08QUARRIES AND ROADCUTS
COLLECTING FOSSILS
In many parts of the world, vegetation covers nearly all the rock, and there are few or no natural outcrops where you might find fossils. In these regions, paleontologists and geologists are forced to use whatever artificial exposures and outcrops are created by road building, construction, and quarrying. These exposures don’t give us as much to work with as the miles of bare rock in badlands, or the miles of coastal cliffs, but they have to do. Some are surprisingly fossiliferous, so you don’t need to cover a huge area to find specimens (fig. 8.1).
Figure 8.1
A roadcut in northern Kentucky, just south of Cincinnati, Ohio. The layer the student is looking at is filled with large fossil corals that are eroding out. (Photograph by the author)

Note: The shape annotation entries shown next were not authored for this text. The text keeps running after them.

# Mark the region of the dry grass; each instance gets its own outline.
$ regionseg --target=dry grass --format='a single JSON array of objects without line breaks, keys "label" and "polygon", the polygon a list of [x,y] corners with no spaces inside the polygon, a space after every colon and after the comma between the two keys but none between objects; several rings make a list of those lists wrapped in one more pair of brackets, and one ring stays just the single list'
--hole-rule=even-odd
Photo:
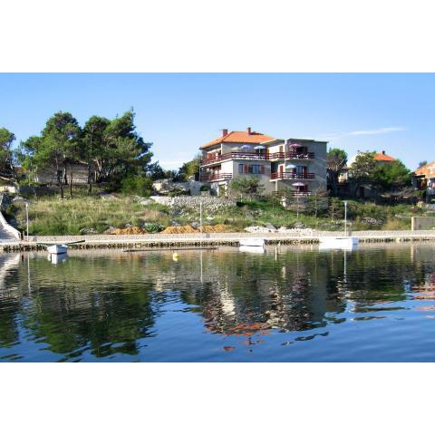
[{"label": "dry grass", "polygon": [[[25,209],[22,204],[14,214],[21,229],[25,227]],[[158,205],[143,206],[129,198],[102,199],[87,198],[65,199],[43,198],[29,207],[29,230],[34,235],[78,235],[82,228],[103,233],[109,227],[127,224],[140,227],[144,223],[169,224],[169,215]]]}]

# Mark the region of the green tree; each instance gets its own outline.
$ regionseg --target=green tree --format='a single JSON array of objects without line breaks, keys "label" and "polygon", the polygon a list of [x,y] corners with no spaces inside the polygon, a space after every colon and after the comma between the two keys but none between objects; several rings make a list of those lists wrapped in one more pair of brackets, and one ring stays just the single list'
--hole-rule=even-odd
[{"label": "green tree", "polygon": [[0,177],[6,180],[17,179],[14,164],[12,144],[15,140],[14,133],[5,128],[0,128]]},{"label": "green tree", "polygon": [[[101,116],[92,116],[84,124],[80,157],[88,166],[88,191],[92,189],[96,174],[102,174],[105,156],[105,130],[111,121]],[[93,177],[92,177],[93,173]]]},{"label": "green tree", "polygon": [[[77,153],[81,129],[77,120],[69,112],[58,111],[46,122],[41,139],[33,138],[24,149],[35,147],[29,156],[36,169],[53,169],[61,198],[63,183],[66,184],[66,168]],[[62,179],[63,178],[63,180]]]},{"label": "green tree", "polygon": [[334,195],[338,194],[338,177],[347,163],[347,152],[338,148],[330,149],[327,154],[326,168]]},{"label": "green tree", "polygon": [[260,184],[260,179],[255,175],[240,175],[229,184],[231,194],[235,194],[241,199],[252,198],[255,195],[261,195],[264,188]]},{"label": "green tree", "polygon": [[328,208],[328,192],[323,188],[315,188],[311,195],[306,198],[306,211],[317,215]]},{"label": "green tree", "polygon": [[411,185],[411,172],[401,161],[378,166],[373,172],[372,181],[383,190],[394,190]]},{"label": "green tree", "polygon": [[349,171],[355,183],[355,194],[362,185],[373,180],[377,168],[375,154],[375,152],[360,152],[351,165]]},{"label": "green tree", "polygon": [[27,176],[27,180],[36,175],[37,162],[35,154],[41,148],[42,138],[39,136],[31,136],[27,140],[22,140],[15,151],[15,156]]},{"label": "green tree", "polygon": [[145,142],[136,131],[134,117],[132,111],[126,111],[105,128],[97,168],[100,180],[116,185],[128,175],[146,174],[152,158],[152,144]]},{"label": "green tree", "polygon": [[166,178],[166,171],[161,168],[159,161],[151,163],[148,166],[148,175],[151,178],[151,179],[161,179]]},{"label": "green tree", "polygon": [[189,177],[195,177],[198,179],[199,176],[199,166],[201,164],[202,154],[197,154],[191,160],[183,163],[179,169],[178,179],[180,181],[187,181]]}]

Quarries and roadcuts are limited exposures, and there are challenges associated with both of them. In the case of roadcuts, the biggest problem is traffic, especially if the road is very narrow. You have to be extra careful working in many roadcut exposures, and it’s often a good idea to wear brightly colored vests or hats in safety orange so you are more visible to careless or inattentive drivers. Most of the time, collecting at the base of the roadcut is fine because fossils often fall down during the rains and accumulate at the base. If you must collect higher up, you should be extra careful about climbing up the roadcut, especially if you might fall down into oncoming traffic. It’s always a good idea to watch out for rocks falling from above as well. Many collectors who work steep roadcuts wear hard hats for protection from falling rocks. Most roadcuts are public access and controlled by the local highway department or state agency that maintains the roads, so permission is not usually an issue. Some, however, are on private land, and you must obey all signs, especially “No Trespassing” signs.

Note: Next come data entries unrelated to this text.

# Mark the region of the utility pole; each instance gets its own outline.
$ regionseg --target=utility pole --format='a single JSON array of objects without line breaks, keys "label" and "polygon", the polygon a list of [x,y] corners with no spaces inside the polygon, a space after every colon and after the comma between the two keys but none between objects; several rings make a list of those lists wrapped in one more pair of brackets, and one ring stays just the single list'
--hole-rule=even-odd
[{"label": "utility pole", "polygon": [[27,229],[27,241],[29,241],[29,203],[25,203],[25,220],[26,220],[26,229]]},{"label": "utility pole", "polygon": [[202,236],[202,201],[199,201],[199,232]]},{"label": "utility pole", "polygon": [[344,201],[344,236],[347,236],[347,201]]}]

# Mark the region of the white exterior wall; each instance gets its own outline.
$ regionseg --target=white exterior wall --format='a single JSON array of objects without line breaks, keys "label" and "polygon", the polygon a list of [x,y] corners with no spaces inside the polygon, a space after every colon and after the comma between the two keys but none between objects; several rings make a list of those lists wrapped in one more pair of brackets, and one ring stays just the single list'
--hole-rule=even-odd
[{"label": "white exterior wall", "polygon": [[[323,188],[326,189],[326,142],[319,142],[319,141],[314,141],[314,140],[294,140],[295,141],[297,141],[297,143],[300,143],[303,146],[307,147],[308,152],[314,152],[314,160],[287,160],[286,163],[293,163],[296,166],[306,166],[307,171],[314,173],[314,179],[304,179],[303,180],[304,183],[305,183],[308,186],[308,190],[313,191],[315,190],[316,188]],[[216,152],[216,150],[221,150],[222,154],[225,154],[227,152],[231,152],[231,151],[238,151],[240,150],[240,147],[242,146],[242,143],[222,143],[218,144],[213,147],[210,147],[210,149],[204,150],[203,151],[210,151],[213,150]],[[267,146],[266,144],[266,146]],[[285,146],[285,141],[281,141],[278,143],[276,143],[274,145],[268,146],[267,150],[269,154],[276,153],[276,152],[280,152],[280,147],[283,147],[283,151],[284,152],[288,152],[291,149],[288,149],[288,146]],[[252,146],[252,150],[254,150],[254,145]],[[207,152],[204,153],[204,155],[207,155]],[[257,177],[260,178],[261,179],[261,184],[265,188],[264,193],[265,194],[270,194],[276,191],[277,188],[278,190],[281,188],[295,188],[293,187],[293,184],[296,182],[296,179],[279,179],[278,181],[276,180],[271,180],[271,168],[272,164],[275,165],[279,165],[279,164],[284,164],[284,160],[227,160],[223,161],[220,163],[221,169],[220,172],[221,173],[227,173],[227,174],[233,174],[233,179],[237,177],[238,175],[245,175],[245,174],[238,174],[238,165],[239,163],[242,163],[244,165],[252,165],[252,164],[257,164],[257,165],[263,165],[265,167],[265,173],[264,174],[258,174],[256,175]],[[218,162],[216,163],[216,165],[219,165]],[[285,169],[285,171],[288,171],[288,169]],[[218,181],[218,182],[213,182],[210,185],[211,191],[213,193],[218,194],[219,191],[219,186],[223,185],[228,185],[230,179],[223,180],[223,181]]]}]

Some of the same problems also apply to quarries (fig. 8.2). Many are steep and unstable, so be careful when working at the base of the cliffs and wear a hard hat. If it’s an active quarry under private ownership, you must get permission from the owner, and safety laws may require that you wear not only a hard hat but also steel-toed boots (as the workers must wear). In addition, most quarries under private ownership will require you to sign a liability waiver, so you cannot sue them if something happens to you on their property. Heavy equipment may be driving around in active quarries, so you have to be extra careful. A giant dump truck or earth mover as big as a building cannot stop on a dime if you step in front of it. Some quarries also have active blasting times, so you must heed any warnings from the workers and be wary if you hear the warning siren before the blast. Even abandoned quarries with no active legal owners can be hazardous because they are no longer maintained. They may be prone to collapse and cave-ins after long periods of neglect, and you should be extra careful in these settings.
Figure 8.2
Collecting in a rock quarry. (Photograph by the author)

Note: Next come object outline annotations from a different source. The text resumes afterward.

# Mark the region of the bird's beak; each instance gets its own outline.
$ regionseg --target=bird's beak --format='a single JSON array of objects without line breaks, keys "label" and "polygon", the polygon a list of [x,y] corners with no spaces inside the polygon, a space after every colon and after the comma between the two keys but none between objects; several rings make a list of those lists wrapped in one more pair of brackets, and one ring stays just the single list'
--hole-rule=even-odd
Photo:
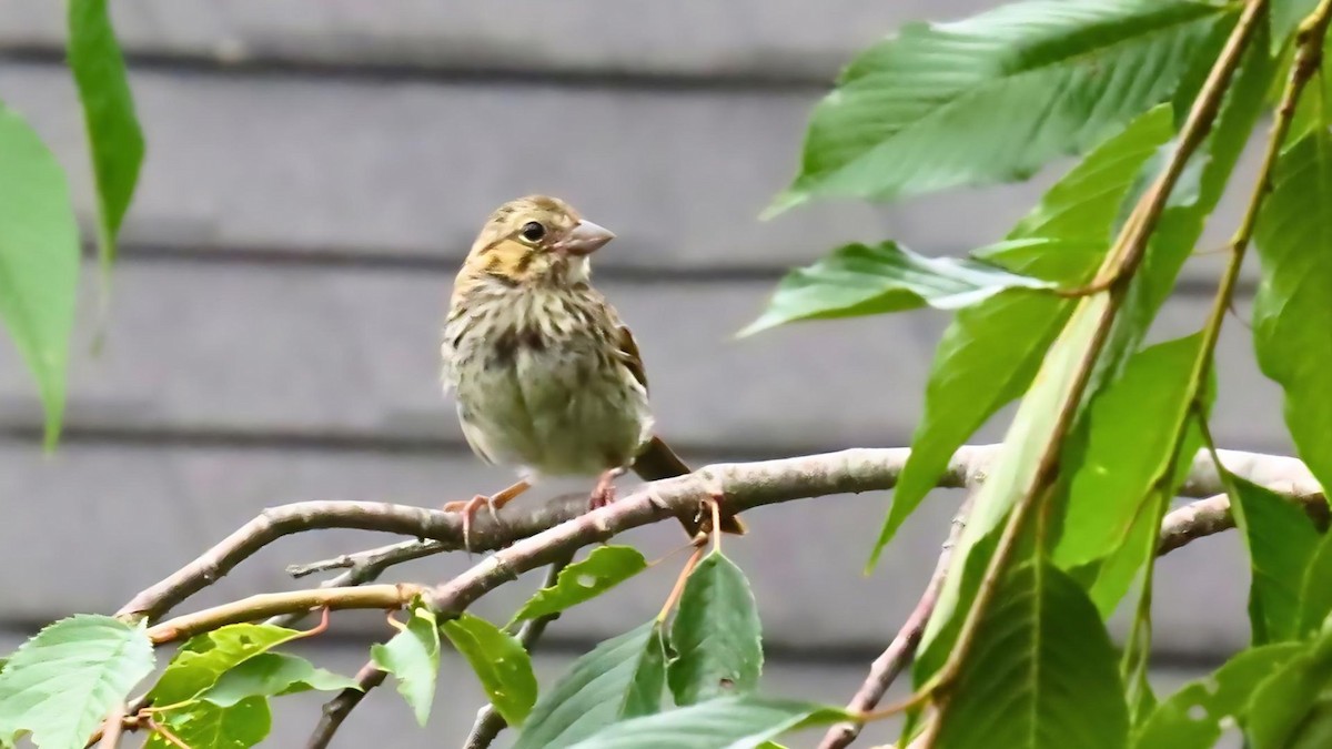
[{"label": "bird's beak", "polygon": [[591,221],[578,221],[567,235],[554,244],[554,249],[573,256],[591,255],[615,239],[610,229]]}]

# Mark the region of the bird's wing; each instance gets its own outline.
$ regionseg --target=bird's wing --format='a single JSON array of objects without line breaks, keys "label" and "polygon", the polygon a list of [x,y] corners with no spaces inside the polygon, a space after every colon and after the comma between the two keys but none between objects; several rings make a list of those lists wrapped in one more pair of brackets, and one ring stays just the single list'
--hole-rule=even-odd
[{"label": "bird's wing", "polygon": [[634,333],[630,332],[629,325],[615,321],[615,353],[619,357],[621,364],[629,369],[629,373],[638,380],[638,384],[647,390],[647,371],[643,368],[643,357],[638,353],[638,341],[634,340]]}]

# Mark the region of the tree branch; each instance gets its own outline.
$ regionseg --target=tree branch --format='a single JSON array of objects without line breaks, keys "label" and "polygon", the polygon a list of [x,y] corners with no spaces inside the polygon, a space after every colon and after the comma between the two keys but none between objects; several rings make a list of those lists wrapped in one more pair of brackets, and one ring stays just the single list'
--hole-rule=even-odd
[{"label": "tree branch", "polygon": [[[952,560],[952,546],[956,545],[958,538],[962,536],[962,529],[966,528],[968,512],[971,512],[971,496],[962,502],[962,506],[958,508],[958,514],[952,518],[952,529],[948,530],[948,540],[943,542],[943,550],[939,553],[939,561],[934,565],[934,574],[930,576],[930,582],[926,584],[924,593],[911,610],[907,621],[902,624],[902,629],[888,642],[887,649],[870,664],[870,674],[864,677],[864,684],[860,685],[855,696],[846,705],[848,713],[863,714],[879,706],[879,700],[883,700],[883,696],[888,692],[888,686],[892,686],[902,669],[915,657],[916,648],[920,646],[920,637],[924,634],[924,625],[930,621],[930,614],[934,613],[934,605],[939,600],[939,590],[943,589],[943,576],[947,574],[948,564]],[[859,722],[834,725],[823,736],[819,749],[844,749],[860,736],[863,725]]]},{"label": "tree branch", "polygon": [[[550,569],[546,570],[546,580],[541,584],[541,586],[553,588],[557,582],[559,582],[559,572],[563,570],[570,561],[573,561],[573,554],[551,564]],[[522,628],[518,629],[518,642],[522,644],[522,649],[530,653],[531,648],[537,644],[537,640],[541,640],[541,636],[546,632],[546,625],[557,618],[559,618],[558,612],[525,621]],[[472,733],[469,733],[468,740],[462,742],[462,749],[486,749],[507,725],[509,724],[505,722],[503,717],[496,710],[496,706],[486,702],[480,710],[477,710],[477,722],[472,724]]]}]

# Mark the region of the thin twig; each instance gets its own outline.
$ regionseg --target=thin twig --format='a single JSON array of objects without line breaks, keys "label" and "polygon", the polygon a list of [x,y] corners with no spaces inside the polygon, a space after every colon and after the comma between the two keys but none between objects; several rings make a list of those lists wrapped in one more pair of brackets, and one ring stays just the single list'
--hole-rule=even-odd
[{"label": "thin twig", "polygon": [[[952,546],[958,544],[962,529],[966,528],[967,513],[971,512],[971,494],[958,508],[958,514],[952,518],[952,529],[948,530],[948,540],[943,542],[939,552],[939,561],[934,565],[934,574],[926,584],[924,593],[911,610],[911,616],[902,624],[902,629],[888,642],[883,653],[870,665],[870,674],[864,677],[860,689],[855,692],[847,702],[848,713],[868,713],[879,705],[879,700],[888,692],[898,674],[915,657],[915,650],[920,645],[920,636],[924,634],[924,625],[934,613],[934,605],[939,600],[939,590],[943,588],[943,576],[948,572],[948,562],[952,557]],[[829,729],[819,744],[819,749],[843,749],[860,736],[860,722],[836,724]]]},{"label": "thin twig", "polygon": [[[551,588],[559,581],[559,572],[569,565],[573,556],[566,556],[557,560],[546,570],[546,580],[541,584],[542,588]],[[546,626],[559,618],[559,613],[553,613],[547,616],[541,616],[537,618],[529,618],[518,629],[518,642],[522,644],[522,649],[531,652],[531,648],[541,640],[542,633],[546,632]],[[496,710],[496,706],[486,702],[477,710],[477,721],[472,724],[472,733],[468,734],[468,740],[462,742],[464,749],[486,749],[490,742],[500,736],[500,732],[505,729],[509,724],[505,722],[503,717]]]},{"label": "thin twig", "polygon": [[314,726],[309,741],[305,742],[305,748],[325,749],[329,741],[333,741],[337,729],[342,726],[342,721],[361,704],[366,693],[384,684],[384,678],[388,676],[388,672],[380,670],[373,661],[361,666],[361,670],[356,672],[357,689],[344,689],[324,705],[324,714],[320,716],[320,722]]}]

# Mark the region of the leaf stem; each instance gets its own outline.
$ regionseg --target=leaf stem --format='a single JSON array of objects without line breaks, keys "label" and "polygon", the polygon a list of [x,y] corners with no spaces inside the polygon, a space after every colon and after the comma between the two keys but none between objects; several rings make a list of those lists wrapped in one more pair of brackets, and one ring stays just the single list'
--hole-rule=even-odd
[{"label": "leaf stem", "polygon": [[[546,569],[546,578],[541,586],[553,588],[558,584],[559,572],[569,566],[569,562],[573,561],[573,553],[570,553],[551,562],[550,568]],[[531,648],[546,632],[546,625],[557,618],[559,618],[559,612],[539,616],[522,622],[522,628],[518,629],[518,642],[522,645],[522,649],[530,653]],[[496,706],[486,702],[480,710],[477,710],[477,722],[472,724],[472,733],[469,733],[466,741],[462,742],[464,749],[486,749],[486,746],[490,746],[506,725],[509,724],[503,720],[500,712],[496,710]]]},{"label": "leaf stem", "polygon": [[362,588],[320,588],[285,593],[261,593],[201,612],[164,621],[148,630],[155,645],[185,640],[228,624],[254,621],[274,614],[309,609],[400,609],[425,590],[421,585],[368,585]]}]

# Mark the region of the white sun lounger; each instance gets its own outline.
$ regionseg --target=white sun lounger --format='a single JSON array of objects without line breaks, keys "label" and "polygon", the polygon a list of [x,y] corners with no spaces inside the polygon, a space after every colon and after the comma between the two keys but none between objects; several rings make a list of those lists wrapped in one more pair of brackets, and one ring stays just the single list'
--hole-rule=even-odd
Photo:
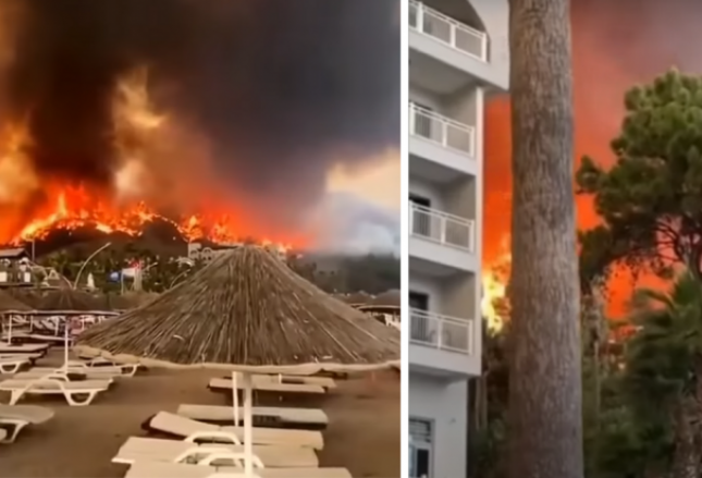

Finally, both quarries and roadcuts have the same problem in humid regions: plants can grow back very quickly if the quarry or roadcut isn’t constantly cut back. In many places, the highway department makes beautiful roadcut exposures, only to immediately cover them up with various forms of plants and stabilization materials so the roadcuts don’t collapse onto the roadbed. In the southeastern United States, collectors have come to hate kudzu, a plant that grows over almost anything if not actively cut back; in the southwest, road crews stabilize roadcuts with drought-resistant ice plants. In parts of the country where rapid active construction for new housing tracts and buildings exposes clean rocks and fossils, you will have only a few months from the time the exposures are made to hunt for fossils before they are covered up again.
If you are an active collector, it is a good idea to join any local fossil clubs in your region. Club members often have the latest information on whether an exposure is good or grown over, where fresh roadcuts have just been made that will soon vanish, and who owns the property rights to important collecting sites.